North Korean border-crossers who had been imprisoned described to Human Rights Watch the abuses they suffered, including strip searches, verbal abuse and threats, beatings, forced labor, little or no medical care, and severe shortages of food, often described as a “fistful of powdered cornstalk per meal.” As punishment for disobedience, former detainees said they were forced to hit their own heads against cell bars and to sit up and down repeatedly until they fainted. Such punishments were often inflicted for failing to sit still for hours on end, and collective punishments of entire groups of cellmates were common.

[Human Rights Watch]

Friday, March 09, 2007

Hunger May Have Helped Push Along North Korea Nuclear Deal

International aid organizations are hoping the recent diplomatic breakthrough over North Korea's nuclear weapons program will pave the way for increased food donations to the impoverished North.

Current shortages may also have increased Pyongyang's willingness to make concessions at the nuclear weapons bargaining table, experts say. Paul Risley, Asia spokesman for the United Nations World Food Program, says "There is a deficit of about one million tons of food cereals - that means rice, wheat, and corn - that are not available to the population in North Korea, and in fact have been in years past."

Risley says the most dangerous time of year for North Korea is just ahead - starting in late March. "When you get into April and May of this year that's what agronomists refer to as the lean season," Risley says.

Tim Peters, a Seoul-based activist with Helping Hands Korea who helps North Korean refugees gain passage to other countries, said earlier this year that the "lean season" would begin even sooner.

"Donor fatigue and donor utter disenchantment has set in to such a degree that North Korea will be facing another extremely severe lack of rations for its own people," Peters says.

[Excerpt of an article by Kurt Achin, VOA]

Thursday, March 08, 2007

Is North Korea serious?

There was optimism on Wednesday that North Korea is serious this time about disabling its nuclear facilities under the Feb. 13 six-party agreement, but some experts warn it is too soon to break out the champagne.

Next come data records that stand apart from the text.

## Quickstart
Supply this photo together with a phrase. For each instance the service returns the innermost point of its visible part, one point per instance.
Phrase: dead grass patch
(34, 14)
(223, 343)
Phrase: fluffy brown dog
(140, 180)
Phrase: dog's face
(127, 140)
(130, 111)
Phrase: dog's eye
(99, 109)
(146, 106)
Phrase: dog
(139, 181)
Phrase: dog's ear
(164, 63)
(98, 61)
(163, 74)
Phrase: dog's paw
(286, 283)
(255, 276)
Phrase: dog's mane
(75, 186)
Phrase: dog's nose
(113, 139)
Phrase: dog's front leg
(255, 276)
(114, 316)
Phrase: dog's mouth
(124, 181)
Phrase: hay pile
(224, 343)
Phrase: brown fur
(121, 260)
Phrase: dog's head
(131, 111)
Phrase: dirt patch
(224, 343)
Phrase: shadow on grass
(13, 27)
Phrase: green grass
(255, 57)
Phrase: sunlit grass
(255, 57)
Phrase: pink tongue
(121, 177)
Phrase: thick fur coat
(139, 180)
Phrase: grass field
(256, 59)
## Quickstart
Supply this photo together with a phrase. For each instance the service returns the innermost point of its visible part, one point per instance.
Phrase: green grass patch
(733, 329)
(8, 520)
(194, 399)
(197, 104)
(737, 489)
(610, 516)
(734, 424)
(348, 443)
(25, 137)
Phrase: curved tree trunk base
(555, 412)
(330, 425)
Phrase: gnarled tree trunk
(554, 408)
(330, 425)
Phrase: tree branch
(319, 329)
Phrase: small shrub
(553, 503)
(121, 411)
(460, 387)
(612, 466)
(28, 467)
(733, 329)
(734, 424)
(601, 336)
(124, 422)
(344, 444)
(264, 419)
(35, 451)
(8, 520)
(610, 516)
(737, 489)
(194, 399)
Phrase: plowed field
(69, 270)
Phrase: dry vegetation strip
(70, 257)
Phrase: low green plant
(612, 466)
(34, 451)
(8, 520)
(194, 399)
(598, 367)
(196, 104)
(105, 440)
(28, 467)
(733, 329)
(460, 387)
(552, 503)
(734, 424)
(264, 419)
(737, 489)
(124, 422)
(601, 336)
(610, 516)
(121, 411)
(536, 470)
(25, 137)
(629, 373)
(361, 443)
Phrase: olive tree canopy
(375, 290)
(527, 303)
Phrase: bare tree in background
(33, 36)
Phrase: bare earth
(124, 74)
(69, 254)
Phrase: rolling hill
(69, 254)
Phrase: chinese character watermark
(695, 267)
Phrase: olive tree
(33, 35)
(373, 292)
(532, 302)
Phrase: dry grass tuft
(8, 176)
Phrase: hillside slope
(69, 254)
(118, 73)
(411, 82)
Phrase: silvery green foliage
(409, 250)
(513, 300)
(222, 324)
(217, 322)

U.S. chief negotiator Christopher Hill reported “a sense of optimism on both sides that we will get through the 60-day period and achieve all our objectives set out in Beijing.”

"After the 60-day period" means once North Korea shuts down its nuclear facilities at Yongbyon and gets 50,000 tons of heavy oil from South Korea, and “the next step” under the agreement is “disabling” the nuclear facilities. That is a process of making the nuclear facilities useless, and thus goes much further than shutting them down.

Kim Keun-sik, a professor of North Korean studies at Kyungnam University, said Kim Jong-il is “highly likely” to make a positive decision if the U.S. recognizes his regime and offers security guarantees.

Yoon Duk-min of Seoul’s Institute for Foreign Affairs and National Security indicated it is jumping the gun to speculate about Kim Jong-il’s intentions, since Washington and Pyongyang don't have to focus on their differences for the moment. An academic with another state-run think tank in Seoul said, "… I don't think Kim Jong-il will so readily abandon his nuclear weapons."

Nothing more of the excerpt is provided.